Verkehrsrecht | Lesezeit: ca. 2 Minuten
Zur Beschaffenheit der Sache gehören auch Eigenschaften, die der Käufer nach den öffentlichen Äußerungen des Verkäufers, insbesondere in der Werbung oder bei der Kennzeichnung über bestimmte Eigenschaften der Sache erwarten kann. Also auch die Angabe im Verkaufsprospekt, das Fahrzeug habe - bei Durchführung eines gemäß der Richtlinie 80/1268/EWG in der Fassung der Richtlinie 1999/100/EG normierten Fahrzyklus' - einen kombinierten Kraftstoffverbrauch von 7,9 l /100 km. Tatsächlich lag der Kraftstoffverbrauch des Fahrzeugs in dem normierten Fahrzyklus 17,7 % über dem im Verkaufsprospekt angegebenen Wert, nämlich bei 9,3 l / 100 km. Dies ergab ein (plausiblen und nachvollziehbaren) Sachverständigengutachten.

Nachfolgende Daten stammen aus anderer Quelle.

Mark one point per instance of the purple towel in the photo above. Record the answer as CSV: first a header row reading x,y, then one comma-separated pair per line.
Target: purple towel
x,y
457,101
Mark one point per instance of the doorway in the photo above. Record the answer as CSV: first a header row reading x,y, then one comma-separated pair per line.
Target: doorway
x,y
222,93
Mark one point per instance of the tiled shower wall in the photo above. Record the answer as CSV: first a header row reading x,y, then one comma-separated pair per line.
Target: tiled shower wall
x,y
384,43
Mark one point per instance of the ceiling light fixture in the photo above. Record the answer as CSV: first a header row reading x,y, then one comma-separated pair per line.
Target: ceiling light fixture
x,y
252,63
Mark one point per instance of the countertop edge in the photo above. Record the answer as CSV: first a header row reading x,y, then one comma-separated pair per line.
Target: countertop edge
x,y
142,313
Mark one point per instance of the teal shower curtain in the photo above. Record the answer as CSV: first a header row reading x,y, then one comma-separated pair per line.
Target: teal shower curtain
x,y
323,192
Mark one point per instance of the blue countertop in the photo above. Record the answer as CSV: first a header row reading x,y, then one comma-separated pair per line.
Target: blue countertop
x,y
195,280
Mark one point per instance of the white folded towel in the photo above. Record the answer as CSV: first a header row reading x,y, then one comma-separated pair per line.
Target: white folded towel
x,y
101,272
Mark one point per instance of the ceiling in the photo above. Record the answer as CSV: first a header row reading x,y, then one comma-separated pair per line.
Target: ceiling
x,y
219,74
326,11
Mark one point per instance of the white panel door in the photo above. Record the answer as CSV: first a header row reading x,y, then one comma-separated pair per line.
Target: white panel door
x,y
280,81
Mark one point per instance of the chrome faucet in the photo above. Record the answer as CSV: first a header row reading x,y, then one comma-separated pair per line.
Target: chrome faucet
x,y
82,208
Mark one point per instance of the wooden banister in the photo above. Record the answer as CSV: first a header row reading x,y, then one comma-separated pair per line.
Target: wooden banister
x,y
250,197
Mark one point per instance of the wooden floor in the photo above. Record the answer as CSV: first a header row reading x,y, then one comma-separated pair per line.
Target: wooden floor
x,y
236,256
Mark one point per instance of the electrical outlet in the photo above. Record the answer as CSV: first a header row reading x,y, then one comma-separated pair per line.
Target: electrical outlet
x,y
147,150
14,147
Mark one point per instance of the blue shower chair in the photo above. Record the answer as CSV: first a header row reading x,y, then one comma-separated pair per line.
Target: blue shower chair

Nach nicht widerlegter Vermutung war der Mangel, da er sich bereits in den ersten sechs Monaten nach Gefahrübergang zeigte, auch schon bei Gefahrübergang vorhanden. Einer Fristsetzung zur Nacherfüllung gemäß §§ 441 Abs. 1 S. 1, 323 Abs. 1 BGB bedurfte es vorliegend nicht, weil die drei in der Zeit von Juni bis September durchgeführten Nachbesserungsversuche erfolglos geblieben sind, so dass die Nacherfüllung fehlgeschlagen ist.